Combining tables of information is a task that is as old as spreadsheets themselves.
On one hand, it’s convenient to separate information into multiple files based on the month, department, region, employee, etc.
On the other hand, reporting on disparate sets of data in a single report can be difficult since many reporting tools require all the data to be in a single location, like a single table.
Over the decades, there have been many ways to combine similar data into a single table. These ways usually involved learning more advanced tools or writing VBA macros to automate the combining process.
Imagine a scenario where simply saving “the next month’s” file in a folder is all you need to do to get your report to update.
It’s not science fiction, it’s fact. Welcome to the new world of Power Query.
Imagine we create a template to be filled out by different people. We send the template to our team members and await their replies.
After a few days, we receive multiple responses in the form of separate tables.
Before we can report on the results, we need to combine the results into a single table.
This combining process is not difficult, but it can become time-consuming and tedious.
The worst of it all is when you receive additional submission once your report is built that need to be integrated into the master data set, then all reports have to be refreshed to “see” the newly added data.

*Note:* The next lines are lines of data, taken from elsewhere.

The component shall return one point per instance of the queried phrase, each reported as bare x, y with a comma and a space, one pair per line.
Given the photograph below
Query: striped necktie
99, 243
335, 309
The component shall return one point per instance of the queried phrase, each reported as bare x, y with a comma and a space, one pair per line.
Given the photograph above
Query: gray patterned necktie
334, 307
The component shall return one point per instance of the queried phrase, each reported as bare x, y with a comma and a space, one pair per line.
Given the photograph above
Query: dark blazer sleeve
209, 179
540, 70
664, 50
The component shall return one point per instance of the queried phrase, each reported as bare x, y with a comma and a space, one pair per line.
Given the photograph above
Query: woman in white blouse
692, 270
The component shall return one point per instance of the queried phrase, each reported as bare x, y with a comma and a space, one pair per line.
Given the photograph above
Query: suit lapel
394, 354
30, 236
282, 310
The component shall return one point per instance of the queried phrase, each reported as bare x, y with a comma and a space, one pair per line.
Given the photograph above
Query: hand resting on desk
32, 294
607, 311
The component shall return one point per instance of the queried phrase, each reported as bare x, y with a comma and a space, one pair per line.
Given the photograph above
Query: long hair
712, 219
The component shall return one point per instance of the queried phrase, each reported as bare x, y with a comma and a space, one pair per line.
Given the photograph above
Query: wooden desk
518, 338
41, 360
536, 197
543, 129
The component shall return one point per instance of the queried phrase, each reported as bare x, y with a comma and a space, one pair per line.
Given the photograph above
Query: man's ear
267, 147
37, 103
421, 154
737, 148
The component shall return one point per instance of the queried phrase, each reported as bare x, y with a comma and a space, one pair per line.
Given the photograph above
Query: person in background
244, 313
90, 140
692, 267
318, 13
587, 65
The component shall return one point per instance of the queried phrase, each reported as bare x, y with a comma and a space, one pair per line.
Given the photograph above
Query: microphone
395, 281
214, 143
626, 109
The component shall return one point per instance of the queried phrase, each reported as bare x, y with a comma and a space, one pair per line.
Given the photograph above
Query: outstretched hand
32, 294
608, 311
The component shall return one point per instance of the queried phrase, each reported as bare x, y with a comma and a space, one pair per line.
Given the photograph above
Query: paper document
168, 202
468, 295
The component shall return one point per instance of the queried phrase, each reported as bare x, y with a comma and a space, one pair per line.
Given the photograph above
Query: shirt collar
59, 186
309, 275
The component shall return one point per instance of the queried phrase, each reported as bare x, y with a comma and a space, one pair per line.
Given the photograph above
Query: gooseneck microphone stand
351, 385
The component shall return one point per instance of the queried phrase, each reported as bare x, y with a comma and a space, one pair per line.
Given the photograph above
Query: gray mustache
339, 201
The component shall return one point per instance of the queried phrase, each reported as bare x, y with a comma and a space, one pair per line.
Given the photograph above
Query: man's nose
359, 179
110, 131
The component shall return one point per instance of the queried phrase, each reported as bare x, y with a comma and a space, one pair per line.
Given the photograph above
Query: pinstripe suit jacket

Again… time-consuming and tedious.
Prepare to Be Amazed
Our most amazing set of data gathering tools known as “Get & Transform Data” (most of us call it by the name it had before it became famous, “Power Query”), has a feature whereby you can point to a folder, filter out all the unwanted files, then combine the wanted files’ data into a single table suitable for charting, sorting, filtering, and pivoting.
The standout feature is its ability to absorb new files and their data as soon as the file is added to the folder.
You don’t even have to open the files; just paste the file into the folder and you’re done.
(To be fair, you may have to click one more time to update the reports, but even that can be automated with a bit of VBA code.)
We have a folder where we have saved all the returned templates discussed earlier.
We don’t want to combine EVERY file in the folder:
- We only want to get data from files that end with “_Data” in their filename
- We want to include only Excel files; files that contain a .XLS, .XLSX, .XLSM, or .XLSB extension
File Structure and Content
Looking at one of the file submissions, we can see the file contains a table made up of sales information.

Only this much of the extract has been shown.